X-Men, Samara Weaving ed Emma Frost formano il primo possibile tassello del reboot che porterà la squadra mutante nel Marvel Cinematic Universe. L’attrice sarebbe stata scelta dai Marvel Studios dopo una serie di incontri e audizioni condotti durante l’estate, anche se lo studio non ha ancora annunciato ufficialmente l’accordo.
La decisione sarebbe maturata negli ultimi giorni di luglio 2026, con il coinvolgimento del regista Jake Schreier e del presidente dei Marvel Studios Kevin Feige. Il progetto resta privo di una data di uscita e di un cast pubblico, ma l’ingresso di Emma Frost indicherebbe una direzione precisa per la nuova formazione degli X-Men.
X-Men, perché Samara Weaving sarebbe la nuova Emma Frost

Samara Weaving avrebbe convinto Marvel attraverso un’audizione valutata insieme ad altre candidature. La scelta non risulta ancora formalizzata dallo studio, quindi va trattata come un’indiscrezione industriale attendibile ma non definitiva. Il suo nome rappresenterebbe comunque il primo casting emerso per il film diretto da Schreier.
Weaving ha costruito buona parte della propria carriera tra horror, commedia nera e cinema d’azione, con titoli come Ready or Not, La babysitter e Scream VI. Emma Frost le offrirebbe un personaggio differente: una telepate capace di trasformare il proprio corpo in una sostanza simile al diamante, nota per il controllo emotivo e per una posizione spesso ambigua all’interno dell’universo mutante.
La scheda ufficiale Marvel dedicata a Emma Frost ricostruisce infatti un percorso che attraversa più schieramenti. Nata editorialmente come Regina Bianca del Club Infernale, la mutante è diventata in seguito insegnante, stratega e componente centrale degli X-Men. Questa evoluzione permette al film di introdurla come antagonista, alleata o figura intermedia.
Emma Frost torna al cinema dopo X-Men: L’inizio

Il personaggio è già apparso nelle produzioni realizzate prima dell’acquisizione della 20th Century Fox da parte di Disney, completata nel 2019. January Jones interpretò Emma Frost in X-Men: L’inizio, uscito nel 2011, mentre una versione precedente e meno aderente ai fumetti era comparsa in X-Men le origini: Wolverine con il volto di Tahyna Tozzi.
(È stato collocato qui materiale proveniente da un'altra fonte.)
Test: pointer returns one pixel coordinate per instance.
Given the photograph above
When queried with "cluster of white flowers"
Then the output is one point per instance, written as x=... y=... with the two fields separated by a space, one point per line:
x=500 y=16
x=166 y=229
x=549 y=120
Il reboot MCU avrà quindi il compito di distinguersi da una saga cinematografica iniziata nel 2000 e sviluppata per oltre vent’anni tra sequel, prequel e film derivati. La presenza di Emma Frost potrebbe consentire ai Marvel Studios di evitare una semplice riproposizione della formazione guidata da Charles Xavier, Ciclope, Jean Grey, Wolverine e Tempesta.
La scelta appare coerente anche con la necessità di presentare personaggi capaci di sostenere più film. Nei fumetti Emma è legata alla scuola mutante, al Club Infernale, a Ciclope e a numerosi conflitti politici interni. Il suo ruolo può quindi collegare la nascita della squadra a trame che vadano oltre lo scontro tra X-Men e Confraternita dei Mutanti.
Il reboot degli X-Men dopo Thunderbolts e Secret Wars
Jake Schreier arriva al progetto dopo aver diretto Thunderbolts, distribuito nel 2025 e successivamente presentato dai Marvel Studios come il capitolo che introduce i New Avengers. La pagina ufficiale di Thunderbolts sul sito Marvel conferma il precedente rapporto del regista con lo studio e con una storia costruita attorno a un gruppo di personaggi problematici.
La sceneggiatura del nuovo X-Men è associata a Lee Sung Jin, creatore di Beef e collaboratore di Schreier. Anche Joanna Calo, co-showrunner di The Bear e sceneggiatrice di Thunderbolts*, sarebbe coinvolta nello sviluppo, ma la composizione definitiva del gruppo di scrittura richiede ancora una conferma pubblica dei Marvel Studios.
Kevin Feige ha già indicato che i mutanti avranno maggiore spazio dopo Avengers: Secret Wars. Il reboot dovrebbe quindi aprire una fase distinta del MCU, mentre alcuni attori dei precedenti film degli X-Men continueranno a comparire nelle produzioni legate al multiverso.
L’eventuale conferma di Samara Weaving come Emma Frost chiarirà almeno uno dei criteri del nuovo casting: interpreti riconoscibili, ma non ancora identificati con un ruolo dominante nell’universo Marvel. Il prossimo passaggio sarà capire se lo studio annuncerà direttamente il resto della squadra oppure continuerà a introdurre i mutanti attraverso altri film prima del debutto degli X-Men.